A prisão de Armando Vara: lições e reflexões
Vara representa a incapacidade de uma ética republicana afastar definitivamente de cargos públicos quem não se mostra à altura das suas funções.
Armando Vara deu entrada no estabelecimento prisional de Évora, um pequeno passo para o próprio e um grande passo para a aplicação da justiça em Portugal. Vara foi condenado a cinco anos de prisão efectiva por tráfico de influências, e, segundo o PÚBLICO apurou, ele é o único português preso pela prática de tal crime em todo o território nacional. Uma maneira de ver isto é dizer que Vara teve muito azar. Outra maneira é dizer que levou demasiados anos a ter muita sorte.
Eu diria que a segunda maneira reflecte com maior exactidão aquilo que se passou do que a primeira. A prisão de Vara foi apenas uma surpresa no sentido em que não se esperava que um ex-político com a sua importância fosse um dia parar atrás das grades por causa de um negócio de sucata. Mas qualquer leitor de jornais sabia, desde quase sempre, aquilo que Armando Vara era: o típico videirinho arrancado a uma pacata existência de bancário em Trás-os-Montes graças ao seu talento para escalar nas estruturas do Partido Socialista. Um talento que o levou desde o modesto balcão da agência da Caixa Geral de Depósitos de Vinhais até ao conselho de administração da luxuosa sede lisboeta da CGD, com uma licenciatura feita à pressa pelo caminho (Vara necessitava de ser licenciado para ser administrador da CGD e concluiu o curso – na Universidade Independente, pois claro – três dias antes de ser nomeado por José Sócrates).
Faltam em Portugal escritores que dediquem livros a personagens como Vara; argumentistas que escrevam séries de televisão sobre gente como Vara; músicos que componham canções dignas do seu género de percurso; criadores de todo o tipo capazes de inscrever políticos do calibre de Armando Vara na memória colectiva, já que eles representam um tipo de personagem muito típica da democracia portuguesa, enquanto destacados especialistas na vampirização do património público e dos recursos estatais a partir das estruturas partidárias. Mas Vara representa ainda uma outra coisa: a incapacidade de uma ética republicana afastar definitivamente de cargos públicos quem não se mostra à altura das suas funções.

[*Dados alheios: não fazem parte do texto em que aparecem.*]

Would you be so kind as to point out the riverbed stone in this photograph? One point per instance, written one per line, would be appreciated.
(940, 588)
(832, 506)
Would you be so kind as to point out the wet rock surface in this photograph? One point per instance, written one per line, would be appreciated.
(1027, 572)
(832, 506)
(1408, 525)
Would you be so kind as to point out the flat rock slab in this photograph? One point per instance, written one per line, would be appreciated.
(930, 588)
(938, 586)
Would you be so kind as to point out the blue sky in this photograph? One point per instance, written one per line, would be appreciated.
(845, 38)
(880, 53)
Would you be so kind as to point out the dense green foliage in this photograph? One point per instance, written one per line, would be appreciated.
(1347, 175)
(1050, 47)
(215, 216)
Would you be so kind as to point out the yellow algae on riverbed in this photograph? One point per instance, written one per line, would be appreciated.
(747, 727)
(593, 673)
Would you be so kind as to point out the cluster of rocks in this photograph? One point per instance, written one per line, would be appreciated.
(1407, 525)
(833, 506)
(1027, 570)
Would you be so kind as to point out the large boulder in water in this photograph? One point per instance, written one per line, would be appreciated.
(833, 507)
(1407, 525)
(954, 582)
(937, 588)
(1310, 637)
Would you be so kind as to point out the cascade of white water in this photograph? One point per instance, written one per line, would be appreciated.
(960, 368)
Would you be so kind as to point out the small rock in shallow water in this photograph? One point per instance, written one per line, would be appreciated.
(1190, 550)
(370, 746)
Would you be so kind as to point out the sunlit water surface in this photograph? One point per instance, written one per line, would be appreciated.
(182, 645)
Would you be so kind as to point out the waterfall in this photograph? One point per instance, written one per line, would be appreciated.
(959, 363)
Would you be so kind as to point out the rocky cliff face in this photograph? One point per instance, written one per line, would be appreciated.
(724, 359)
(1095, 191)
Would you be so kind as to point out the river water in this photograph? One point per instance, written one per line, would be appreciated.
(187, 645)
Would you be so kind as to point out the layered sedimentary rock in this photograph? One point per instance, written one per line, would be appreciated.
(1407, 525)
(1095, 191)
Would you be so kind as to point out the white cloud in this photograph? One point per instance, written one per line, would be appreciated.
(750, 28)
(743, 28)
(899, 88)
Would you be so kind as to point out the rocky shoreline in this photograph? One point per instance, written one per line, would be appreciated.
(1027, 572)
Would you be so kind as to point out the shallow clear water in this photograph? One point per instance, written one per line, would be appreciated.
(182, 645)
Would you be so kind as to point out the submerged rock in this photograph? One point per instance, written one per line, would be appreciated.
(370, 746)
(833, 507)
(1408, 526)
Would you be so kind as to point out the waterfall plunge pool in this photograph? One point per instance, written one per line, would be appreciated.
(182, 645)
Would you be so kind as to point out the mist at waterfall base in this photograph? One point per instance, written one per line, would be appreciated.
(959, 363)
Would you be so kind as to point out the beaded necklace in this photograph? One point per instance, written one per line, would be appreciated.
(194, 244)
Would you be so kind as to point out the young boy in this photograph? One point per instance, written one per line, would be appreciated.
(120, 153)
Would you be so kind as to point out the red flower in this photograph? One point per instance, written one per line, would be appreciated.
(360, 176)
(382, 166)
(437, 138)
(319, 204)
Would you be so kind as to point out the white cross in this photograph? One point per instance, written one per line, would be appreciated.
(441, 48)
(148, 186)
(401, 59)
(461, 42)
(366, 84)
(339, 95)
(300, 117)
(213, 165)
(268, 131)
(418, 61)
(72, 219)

Recorde-se que a primeira grande polémica em que Armando Vara esteve envolvido ocorreu há quase 20 anos, com a famosa Fundação para a Prevenção e Segurança (FPS). Nos saudosos tempos de Guterres, em que se abriam fundações a pontapé para esturrar dinheiro fora do perímetro do Estado e alargar os jobs for the boys, a FPS tinha a grande missão de pôr de pé cartazes de prevenção rodoviária. Para isso, abocanhou logo dois milhões, uma quinta (de Santo António, na Pontinha) e um forte (de São João da Cadaveira, no Estoril). Autores da façanha: o ministro Armando Vara e o secretário de Estado Luís Patrão, que de caminho encheram a FPS com assessores seus. Com as notícias da fundação a enxamearem os jornais, Vara e Patrão foram obrigados a sair do governo, com um empurrão de Jorge Sampaio. Sobre eles, disse o então Presidente da República: “Há comportamentos que são politicamente inaceitáveis num Estado de Direito.”
Mas são mesmo? Em 2005, Sócrates borrifou-se para o passado de Vara e ofereceu-lhe um lugar na administração da CGD. E o mesmo Sampaio que impôs a sua saída em 2000 condecorou-o, em Abril de 2005, com a Grã-Cruz da Ordem do Infante D. Henrique, pelos serviços prestados à pátria – condecoração essa que é agora retirada com a sua condenação. Portugal é um país giro. Armando Vara está preso. Falta apenas tudo o resto.